Thinking for a moment about a piece of literature that might be fitting to apply feministic anyalysis to, I have the notion that The Scarlet Letter would be very appropriate. Just from our discussion in class, and understanding that literature is produced in a patriarchal society, one can see how this wonderful classic would be allowed to enter the mainstream and would be given rights to be read. Any man, would read this novel, and probably think to himself, maybe secretly, maybe not, "She got what she dserved." Not that men want woman to be persecuted and treated degradingly, especially in this day and age, but every man, even in this day and age
has some level of innate pride. No man (or woman) wants to be cheated on and humiliated in their community, especially when Hawthorne writes this novel that takes place, in a time when people still held their moral values above all else, being God fearing people, and women most certainly even waited until their wedding night before knowing the sins of the flesh. So, being from a patriarchal society this story can be perceived as a husband scorned for his wifes' adulterous traitory and the astonishment of a fellow man and minister for that fact who betrayed his fellow man in taking his wife for himself. How dare he? How dare she? Isn't marriage or anything sacred anymore? She should wear a big bright A for the whole town to see and avoid her because she is a misfit and should be treated as such.

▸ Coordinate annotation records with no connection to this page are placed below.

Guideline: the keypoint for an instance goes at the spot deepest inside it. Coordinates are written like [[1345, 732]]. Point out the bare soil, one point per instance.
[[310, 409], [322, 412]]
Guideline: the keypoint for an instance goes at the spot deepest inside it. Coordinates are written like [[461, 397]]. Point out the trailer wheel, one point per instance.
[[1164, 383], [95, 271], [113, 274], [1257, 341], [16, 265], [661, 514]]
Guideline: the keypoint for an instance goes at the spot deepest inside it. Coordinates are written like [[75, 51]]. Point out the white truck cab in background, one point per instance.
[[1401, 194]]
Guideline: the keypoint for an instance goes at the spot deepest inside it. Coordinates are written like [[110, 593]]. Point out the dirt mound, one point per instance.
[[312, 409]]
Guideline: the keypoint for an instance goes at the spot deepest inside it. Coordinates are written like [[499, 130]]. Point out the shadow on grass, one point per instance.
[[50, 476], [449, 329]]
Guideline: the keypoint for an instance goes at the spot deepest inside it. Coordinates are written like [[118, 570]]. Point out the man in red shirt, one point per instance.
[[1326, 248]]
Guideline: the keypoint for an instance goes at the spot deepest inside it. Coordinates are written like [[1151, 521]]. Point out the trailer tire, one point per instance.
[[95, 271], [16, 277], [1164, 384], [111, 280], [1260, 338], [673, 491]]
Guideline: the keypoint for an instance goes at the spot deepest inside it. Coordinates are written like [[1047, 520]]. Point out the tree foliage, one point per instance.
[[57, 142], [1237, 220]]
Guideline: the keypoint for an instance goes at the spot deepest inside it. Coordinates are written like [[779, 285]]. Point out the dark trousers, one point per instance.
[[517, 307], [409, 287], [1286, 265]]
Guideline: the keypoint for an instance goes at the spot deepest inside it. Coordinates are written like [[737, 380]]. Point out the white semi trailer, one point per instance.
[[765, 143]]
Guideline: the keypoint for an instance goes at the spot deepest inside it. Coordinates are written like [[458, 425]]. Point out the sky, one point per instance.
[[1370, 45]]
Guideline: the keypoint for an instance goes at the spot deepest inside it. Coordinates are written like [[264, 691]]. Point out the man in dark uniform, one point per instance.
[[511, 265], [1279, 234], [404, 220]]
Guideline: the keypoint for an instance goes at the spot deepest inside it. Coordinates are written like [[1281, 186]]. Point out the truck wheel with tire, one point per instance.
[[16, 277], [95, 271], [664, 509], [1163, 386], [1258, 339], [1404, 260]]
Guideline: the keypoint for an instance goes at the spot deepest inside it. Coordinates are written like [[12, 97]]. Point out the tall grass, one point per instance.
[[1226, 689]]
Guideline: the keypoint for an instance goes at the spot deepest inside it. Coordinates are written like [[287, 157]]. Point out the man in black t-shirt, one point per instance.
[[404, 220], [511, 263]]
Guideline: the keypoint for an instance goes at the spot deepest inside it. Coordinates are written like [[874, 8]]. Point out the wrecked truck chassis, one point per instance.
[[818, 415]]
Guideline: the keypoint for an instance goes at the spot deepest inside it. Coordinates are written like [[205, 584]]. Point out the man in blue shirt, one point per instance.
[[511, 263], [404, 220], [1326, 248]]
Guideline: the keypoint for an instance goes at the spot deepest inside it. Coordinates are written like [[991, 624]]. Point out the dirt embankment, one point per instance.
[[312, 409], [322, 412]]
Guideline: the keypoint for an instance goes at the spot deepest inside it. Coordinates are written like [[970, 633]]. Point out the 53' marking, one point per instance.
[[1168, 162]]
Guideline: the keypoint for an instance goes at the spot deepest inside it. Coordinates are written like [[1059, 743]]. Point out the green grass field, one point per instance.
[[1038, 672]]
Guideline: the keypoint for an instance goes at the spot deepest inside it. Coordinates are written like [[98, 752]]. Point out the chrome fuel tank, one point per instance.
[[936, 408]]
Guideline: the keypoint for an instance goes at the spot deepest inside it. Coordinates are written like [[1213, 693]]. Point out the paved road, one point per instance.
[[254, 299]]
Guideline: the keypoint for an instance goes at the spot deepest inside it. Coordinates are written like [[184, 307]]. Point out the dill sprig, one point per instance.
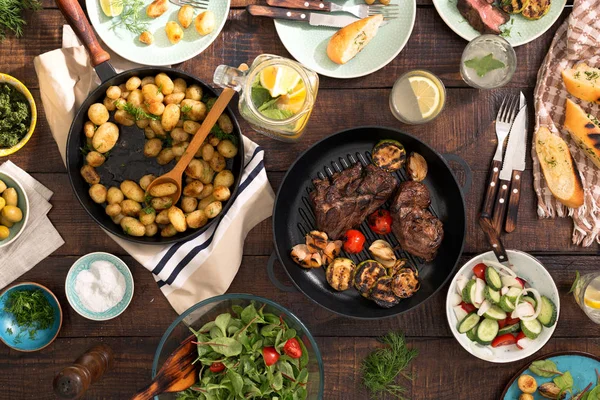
[[11, 15], [138, 113], [131, 17], [381, 368]]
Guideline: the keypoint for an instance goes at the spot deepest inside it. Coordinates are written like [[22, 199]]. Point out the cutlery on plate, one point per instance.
[[512, 169], [360, 10], [199, 4], [314, 19]]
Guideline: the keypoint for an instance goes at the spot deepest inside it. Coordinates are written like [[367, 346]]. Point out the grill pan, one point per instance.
[[127, 160], [293, 217]]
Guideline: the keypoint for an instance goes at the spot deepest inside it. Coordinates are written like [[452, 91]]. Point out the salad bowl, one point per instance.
[[527, 269]]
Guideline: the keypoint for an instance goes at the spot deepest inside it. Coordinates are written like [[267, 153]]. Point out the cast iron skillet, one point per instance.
[[293, 218], [126, 160]]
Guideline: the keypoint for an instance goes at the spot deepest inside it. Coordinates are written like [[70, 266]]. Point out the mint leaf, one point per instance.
[[483, 65]]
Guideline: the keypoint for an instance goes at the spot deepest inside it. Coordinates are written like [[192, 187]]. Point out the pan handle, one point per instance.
[[274, 280], [466, 168], [79, 22]]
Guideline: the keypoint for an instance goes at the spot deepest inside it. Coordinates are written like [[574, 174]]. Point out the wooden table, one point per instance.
[[443, 369]]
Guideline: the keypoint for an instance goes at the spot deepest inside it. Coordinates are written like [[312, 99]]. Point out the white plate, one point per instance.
[[161, 52], [526, 267]]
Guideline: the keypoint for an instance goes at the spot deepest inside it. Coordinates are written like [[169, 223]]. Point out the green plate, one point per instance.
[[308, 44], [161, 52], [519, 30]]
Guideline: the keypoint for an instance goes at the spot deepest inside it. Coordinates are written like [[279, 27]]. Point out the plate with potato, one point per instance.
[[156, 32]]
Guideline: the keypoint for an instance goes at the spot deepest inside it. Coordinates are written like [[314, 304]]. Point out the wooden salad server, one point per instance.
[[177, 373], [175, 175]]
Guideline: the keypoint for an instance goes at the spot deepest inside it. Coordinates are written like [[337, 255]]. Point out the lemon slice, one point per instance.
[[427, 94], [592, 298], [112, 8], [279, 80]]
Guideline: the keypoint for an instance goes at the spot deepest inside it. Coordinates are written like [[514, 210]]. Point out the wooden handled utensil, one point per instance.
[[174, 177], [177, 373]]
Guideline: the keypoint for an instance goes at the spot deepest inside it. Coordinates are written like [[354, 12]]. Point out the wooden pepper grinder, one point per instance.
[[73, 381]]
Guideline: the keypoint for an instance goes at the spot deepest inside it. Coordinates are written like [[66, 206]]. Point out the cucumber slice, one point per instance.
[[487, 331], [468, 322], [531, 329], [514, 328], [491, 295], [548, 312], [467, 291], [492, 277], [495, 313]]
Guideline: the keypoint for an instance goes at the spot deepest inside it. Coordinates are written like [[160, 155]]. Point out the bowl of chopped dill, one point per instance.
[[30, 317], [18, 115]]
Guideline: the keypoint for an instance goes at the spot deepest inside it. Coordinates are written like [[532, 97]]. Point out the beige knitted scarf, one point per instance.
[[577, 40]]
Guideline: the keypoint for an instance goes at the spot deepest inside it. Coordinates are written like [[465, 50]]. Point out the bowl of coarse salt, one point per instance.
[[99, 286]]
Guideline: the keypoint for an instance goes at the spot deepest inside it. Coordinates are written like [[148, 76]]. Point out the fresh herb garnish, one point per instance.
[[483, 65], [31, 311], [381, 368]]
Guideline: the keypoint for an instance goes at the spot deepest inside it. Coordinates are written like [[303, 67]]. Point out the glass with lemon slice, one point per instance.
[[417, 97], [587, 295], [277, 95]]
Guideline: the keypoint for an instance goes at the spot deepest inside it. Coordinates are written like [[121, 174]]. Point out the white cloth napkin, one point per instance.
[[186, 272], [39, 239]]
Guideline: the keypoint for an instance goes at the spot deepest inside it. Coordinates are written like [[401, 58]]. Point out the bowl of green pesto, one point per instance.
[[18, 115]]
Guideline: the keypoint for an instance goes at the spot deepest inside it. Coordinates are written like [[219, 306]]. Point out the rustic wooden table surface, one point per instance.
[[443, 369]]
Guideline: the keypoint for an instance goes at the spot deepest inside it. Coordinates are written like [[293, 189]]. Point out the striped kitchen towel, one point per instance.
[[186, 272]]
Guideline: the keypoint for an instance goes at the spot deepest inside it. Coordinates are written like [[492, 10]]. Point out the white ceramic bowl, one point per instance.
[[526, 267]]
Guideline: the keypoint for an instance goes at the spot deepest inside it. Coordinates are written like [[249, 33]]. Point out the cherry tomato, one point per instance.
[[520, 336], [479, 270], [504, 340], [468, 307], [217, 367], [354, 241], [380, 222], [292, 348], [270, 355]]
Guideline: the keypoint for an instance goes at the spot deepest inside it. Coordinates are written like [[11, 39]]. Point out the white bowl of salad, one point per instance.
[[502, 314]]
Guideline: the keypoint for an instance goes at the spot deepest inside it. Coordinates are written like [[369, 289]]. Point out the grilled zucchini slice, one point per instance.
[[382, 293], [339, 273], [536, 9], [389, 155], [513, 6], [367, 273]]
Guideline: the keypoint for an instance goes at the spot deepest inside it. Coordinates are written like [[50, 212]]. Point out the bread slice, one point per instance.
[[584, 129], [350, 40], [558, 167], [583, 82]]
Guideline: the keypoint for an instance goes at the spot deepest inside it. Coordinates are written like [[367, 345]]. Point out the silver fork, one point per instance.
[[199, 4]]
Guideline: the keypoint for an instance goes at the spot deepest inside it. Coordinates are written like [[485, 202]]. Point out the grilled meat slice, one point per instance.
[[344, 201], [482, 16]]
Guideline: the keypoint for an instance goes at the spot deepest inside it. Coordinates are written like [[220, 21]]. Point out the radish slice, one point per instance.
[[486, 305], [507, 270], [538, 304], [461, 282], [460, 313], [455, 299]]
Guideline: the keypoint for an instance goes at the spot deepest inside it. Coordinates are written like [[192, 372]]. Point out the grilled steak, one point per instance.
[[418, 231], [344, 201], [482, 16]]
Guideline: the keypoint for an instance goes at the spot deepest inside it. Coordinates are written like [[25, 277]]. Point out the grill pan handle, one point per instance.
[[271, 273], [468, 173]]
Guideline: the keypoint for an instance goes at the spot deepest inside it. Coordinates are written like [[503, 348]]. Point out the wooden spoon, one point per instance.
[[177, 373], [175, 175]]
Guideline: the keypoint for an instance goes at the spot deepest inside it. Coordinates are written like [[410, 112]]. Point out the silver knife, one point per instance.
[[313, 18], [511, 172]]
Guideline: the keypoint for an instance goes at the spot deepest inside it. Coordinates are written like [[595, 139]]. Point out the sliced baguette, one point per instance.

The subversive would be that a feminist could analyze the fact that women are treated so unbelieably unfair. We know, based on multitudes of literature as historical documentation, that men have been adulterous practically since the dawning of time. Why is it socially more acceptable for a man to commit adultery and yet if a woman commits the crime, she is chastised and punished to the fullest extent possible. We see this example in The Scarlet Letter and even in Leo Tolstoy's Anna Karenina. Yes, having an affair is morally wrong in every sense because when a couple takes an oathe and vow that they will stay true to each other, it is scandulous that one of them could hurt the other by cheating, but for Hester to go through the horrible treatment she endures is unbearable and completely wrong. Yes, in the time that the story takes place, it is a much different time then we live in now, but if her husband had been caught cheating, what would have happened to him? Probably nothing. But because she cheated on him she was thrown in jail to suffer. She forever had to wear a scarlet A on the front of all her clothes to signify the crime she had commited. How horrible!! To be permanantly mortified and scorned and thus, her illegitimate daughter also being raised by a mother who is a "bad woman" can not break that cycle nd is also deemed a bad woman for she is her seed. What hope does that child have in this world? I believe a feminist would really empathize would that fact because not only is one life marked, but now just because of blool relation, another life is also permanantly soiled. The poor child might as well wear the letter A too.